Notice that we only need to consider the first, second, and fourth transformations.
Reflection
Whenever x^2 is multiplied by a negative number, we will start by reflecting the graph across the x-axis.
Note how each x-coordinate stays the same and how each y-coordinate changes its sign.
Stretch or Compression
We have a vertical stretch when x^2 is multiplied by a number whose absolute value is greater than one. If x^2 is multiplied by a number whose absolute value is less than one, a vertical compression will take place.

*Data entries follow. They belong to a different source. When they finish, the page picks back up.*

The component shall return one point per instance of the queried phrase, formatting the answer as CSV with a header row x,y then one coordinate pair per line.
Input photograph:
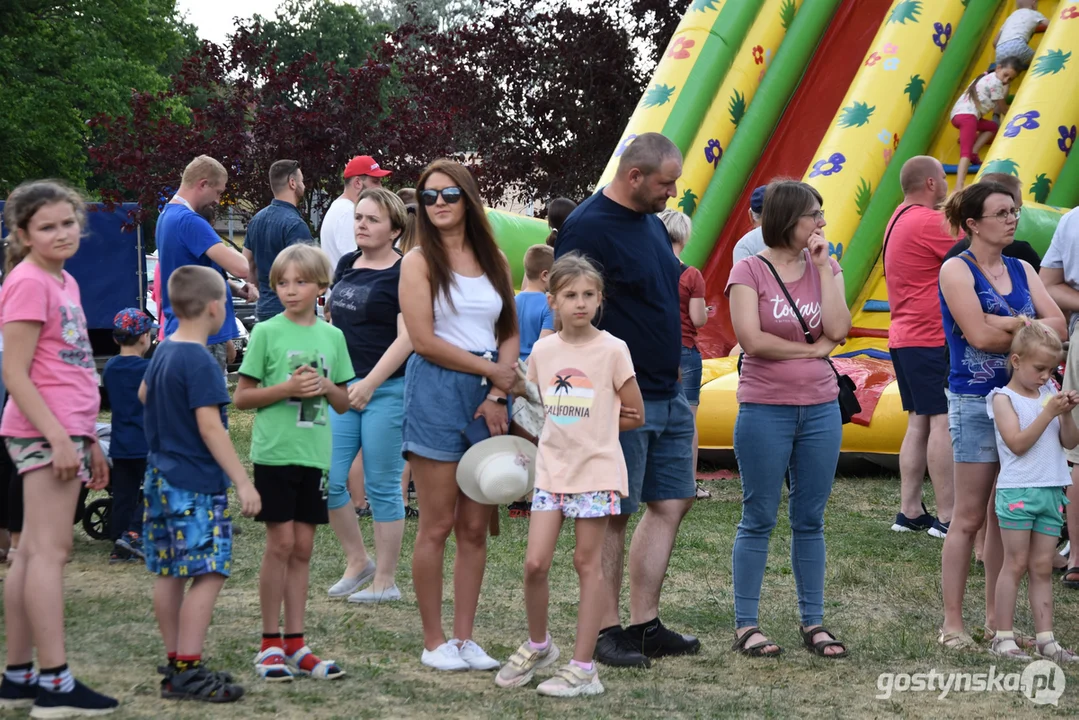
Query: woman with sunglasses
x,y
456,299
982,295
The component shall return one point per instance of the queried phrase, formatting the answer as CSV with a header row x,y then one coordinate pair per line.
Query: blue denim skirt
x,y
438,405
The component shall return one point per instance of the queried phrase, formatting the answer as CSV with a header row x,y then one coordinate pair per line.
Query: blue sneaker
x,y
14,695
80,703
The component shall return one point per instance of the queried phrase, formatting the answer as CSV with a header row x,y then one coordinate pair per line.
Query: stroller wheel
x,y
95,519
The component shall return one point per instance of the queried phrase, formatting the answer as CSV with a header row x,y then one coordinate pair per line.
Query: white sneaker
x,y
446,657
475,656
369,596
346,586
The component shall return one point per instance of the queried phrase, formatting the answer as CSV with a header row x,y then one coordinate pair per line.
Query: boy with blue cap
x,y
132,329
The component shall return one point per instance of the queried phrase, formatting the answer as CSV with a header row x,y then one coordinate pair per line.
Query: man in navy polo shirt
x,y
274,228
618,230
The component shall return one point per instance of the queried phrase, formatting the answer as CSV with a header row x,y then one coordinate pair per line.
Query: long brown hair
x,y
478,236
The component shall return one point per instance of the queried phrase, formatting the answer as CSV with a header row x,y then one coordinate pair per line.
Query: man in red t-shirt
x,y
915,244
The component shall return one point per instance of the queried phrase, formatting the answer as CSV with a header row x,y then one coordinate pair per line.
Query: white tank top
x,y
469,323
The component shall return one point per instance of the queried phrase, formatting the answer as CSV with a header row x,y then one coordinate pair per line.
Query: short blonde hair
x,y
191,288
311,263
204,167
678,226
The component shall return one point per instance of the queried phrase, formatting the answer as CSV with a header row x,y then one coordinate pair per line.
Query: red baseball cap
x,y
364,165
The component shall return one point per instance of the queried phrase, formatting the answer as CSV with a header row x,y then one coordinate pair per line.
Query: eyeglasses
x,y
1004,216
451,195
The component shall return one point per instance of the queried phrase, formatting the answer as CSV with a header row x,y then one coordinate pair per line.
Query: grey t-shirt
x,y
750,244
1063,254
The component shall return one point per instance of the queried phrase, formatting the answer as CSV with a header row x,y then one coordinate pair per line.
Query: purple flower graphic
x,y
713,152
828,166
1023,121
1067,138
941,35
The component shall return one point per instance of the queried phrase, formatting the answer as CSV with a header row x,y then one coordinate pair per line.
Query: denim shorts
x,y
691,375
659,454
973,438
438,405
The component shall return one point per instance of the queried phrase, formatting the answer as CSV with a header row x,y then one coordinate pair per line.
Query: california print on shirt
x,y
569,396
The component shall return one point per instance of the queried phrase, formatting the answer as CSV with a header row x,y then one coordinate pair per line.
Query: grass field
x,y
882,598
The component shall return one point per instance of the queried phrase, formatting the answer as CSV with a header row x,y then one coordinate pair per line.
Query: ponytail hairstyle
x,y
24,203
969,204
1034,335
478,236
1012,63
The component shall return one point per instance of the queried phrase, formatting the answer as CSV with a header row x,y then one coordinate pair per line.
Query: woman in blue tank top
x,y
982,293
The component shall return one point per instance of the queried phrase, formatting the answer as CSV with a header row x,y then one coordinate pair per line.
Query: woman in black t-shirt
x,y
364,306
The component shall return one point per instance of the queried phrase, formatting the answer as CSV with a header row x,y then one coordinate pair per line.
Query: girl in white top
x,y
988,92
590,394
1033,422
456,298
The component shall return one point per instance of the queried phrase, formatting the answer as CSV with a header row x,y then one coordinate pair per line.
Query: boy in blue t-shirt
x,y
187,528
127,449
534,317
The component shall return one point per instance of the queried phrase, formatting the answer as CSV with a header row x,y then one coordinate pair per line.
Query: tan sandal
x,y
956,641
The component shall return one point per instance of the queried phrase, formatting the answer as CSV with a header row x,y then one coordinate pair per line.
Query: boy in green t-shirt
x,y
296,365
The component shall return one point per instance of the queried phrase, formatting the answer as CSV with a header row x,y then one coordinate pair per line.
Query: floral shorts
x,y
601,503
31,453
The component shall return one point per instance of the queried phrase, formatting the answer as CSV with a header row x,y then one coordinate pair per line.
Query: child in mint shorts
x,y
1034,424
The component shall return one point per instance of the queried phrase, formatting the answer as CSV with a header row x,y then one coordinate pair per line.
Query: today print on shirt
x,y
781,311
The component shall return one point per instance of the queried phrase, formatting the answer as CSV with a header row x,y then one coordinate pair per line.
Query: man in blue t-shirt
x,y
274,228
618,230
186,236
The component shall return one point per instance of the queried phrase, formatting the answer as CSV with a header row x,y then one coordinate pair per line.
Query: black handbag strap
x,y
884,249
794,308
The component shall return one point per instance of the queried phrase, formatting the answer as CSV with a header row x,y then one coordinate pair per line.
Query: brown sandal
x,y
818,648
755,650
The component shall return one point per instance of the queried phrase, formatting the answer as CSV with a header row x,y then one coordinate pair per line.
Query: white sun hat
x,y
499,470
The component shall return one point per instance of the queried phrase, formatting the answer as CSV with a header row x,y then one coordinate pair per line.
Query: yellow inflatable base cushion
x,y
719,408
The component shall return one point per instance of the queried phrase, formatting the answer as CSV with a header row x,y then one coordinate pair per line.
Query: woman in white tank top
x,y
458,302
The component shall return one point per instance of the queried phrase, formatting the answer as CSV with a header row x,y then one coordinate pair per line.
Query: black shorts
x,y
291,492
922,374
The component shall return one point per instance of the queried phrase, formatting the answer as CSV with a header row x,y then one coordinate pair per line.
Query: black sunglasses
x,y
449,194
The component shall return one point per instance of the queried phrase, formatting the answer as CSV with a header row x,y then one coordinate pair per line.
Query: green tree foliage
x,y
63,62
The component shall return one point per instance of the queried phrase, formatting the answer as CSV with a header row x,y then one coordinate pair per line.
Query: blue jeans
x,y
770,439
378,432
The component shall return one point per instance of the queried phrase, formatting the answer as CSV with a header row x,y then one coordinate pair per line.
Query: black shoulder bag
x,y
848,401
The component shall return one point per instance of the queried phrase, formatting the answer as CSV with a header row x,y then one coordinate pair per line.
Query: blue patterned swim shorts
x,y
186,533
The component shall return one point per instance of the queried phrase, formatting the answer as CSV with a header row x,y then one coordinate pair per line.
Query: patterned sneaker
x,y
572,681
15,695
523,663
475,656
132,543
81,702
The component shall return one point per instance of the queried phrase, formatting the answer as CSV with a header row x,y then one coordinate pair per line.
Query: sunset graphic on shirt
x,y
569,396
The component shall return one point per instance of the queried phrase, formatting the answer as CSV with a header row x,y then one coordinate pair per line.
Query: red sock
x,y
270,640
187,662
294,643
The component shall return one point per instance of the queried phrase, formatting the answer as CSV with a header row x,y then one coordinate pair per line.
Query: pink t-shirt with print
x,y
802,381
63,365
578,446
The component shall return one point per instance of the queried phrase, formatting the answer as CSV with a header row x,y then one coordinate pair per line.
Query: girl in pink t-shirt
x,y
590,394
49,429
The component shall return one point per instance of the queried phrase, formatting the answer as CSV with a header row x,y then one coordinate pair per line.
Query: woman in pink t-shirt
x,y
49,430
586,377
788,418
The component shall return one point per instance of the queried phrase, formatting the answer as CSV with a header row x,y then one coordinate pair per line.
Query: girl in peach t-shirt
x,y
590,394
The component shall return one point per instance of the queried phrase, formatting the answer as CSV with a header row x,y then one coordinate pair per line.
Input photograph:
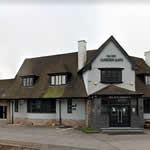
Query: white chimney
x,y
82,54
147,57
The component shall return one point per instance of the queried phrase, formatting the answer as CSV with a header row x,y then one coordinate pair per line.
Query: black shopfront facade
x,y
116,111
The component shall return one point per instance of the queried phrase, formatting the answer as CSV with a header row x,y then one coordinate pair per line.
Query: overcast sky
x,y
39,28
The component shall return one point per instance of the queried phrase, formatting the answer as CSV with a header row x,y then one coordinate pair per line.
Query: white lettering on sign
x,y
111,58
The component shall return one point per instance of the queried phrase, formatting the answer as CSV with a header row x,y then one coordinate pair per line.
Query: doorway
x,y
119,115
3,112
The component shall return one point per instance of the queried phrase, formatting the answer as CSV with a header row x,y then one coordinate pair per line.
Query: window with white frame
x,y
58,79
28,81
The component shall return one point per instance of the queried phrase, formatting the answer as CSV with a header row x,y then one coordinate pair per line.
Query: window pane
x,y
52,80
16,106
24,82
69,105
30,81
63,79
147,80
41,106
57,80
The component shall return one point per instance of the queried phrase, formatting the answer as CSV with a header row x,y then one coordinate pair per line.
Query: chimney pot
x,y
147,58
82,54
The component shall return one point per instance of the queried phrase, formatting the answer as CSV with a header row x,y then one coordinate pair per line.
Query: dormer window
x,y
59,79
28,81
111,75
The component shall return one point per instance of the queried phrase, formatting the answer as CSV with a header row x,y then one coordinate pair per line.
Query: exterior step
x,y
121,130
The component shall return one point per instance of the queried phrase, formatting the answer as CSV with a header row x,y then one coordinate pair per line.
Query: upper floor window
x,y
111,75
28,81
147,80
59,79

If x^2 is being multiplied by a negative number, the above still applies but everything will be upside down. In the given exercise, notice that the given graph is stretched vertically. x^2 is multiplied by -2. Therefore, the previous graph will be vertically stretched by a factor of 2.
Vertical Translation
If an addition or subtraction is applied to the whole function, the graph will be vertically translated. In the case of addition, the graph will be translated up. In the case of subtraction, it will be moved downwards. In the given exercise, the graph is translated one unit up compared to the previous graph.
Final Graph
Let's now graph the given function and the parent function y=x^2 on the same coordinate grid.
Finally, let's summarize how to draw the graph of the given function when starting with the parent function, y=x^2.
Reflection across the x-axis
Vertical stretch by a scale factor of 2
Translation one unit up
Therefore the function we are looking for is y=-2x^2+1, and the correct answer is D.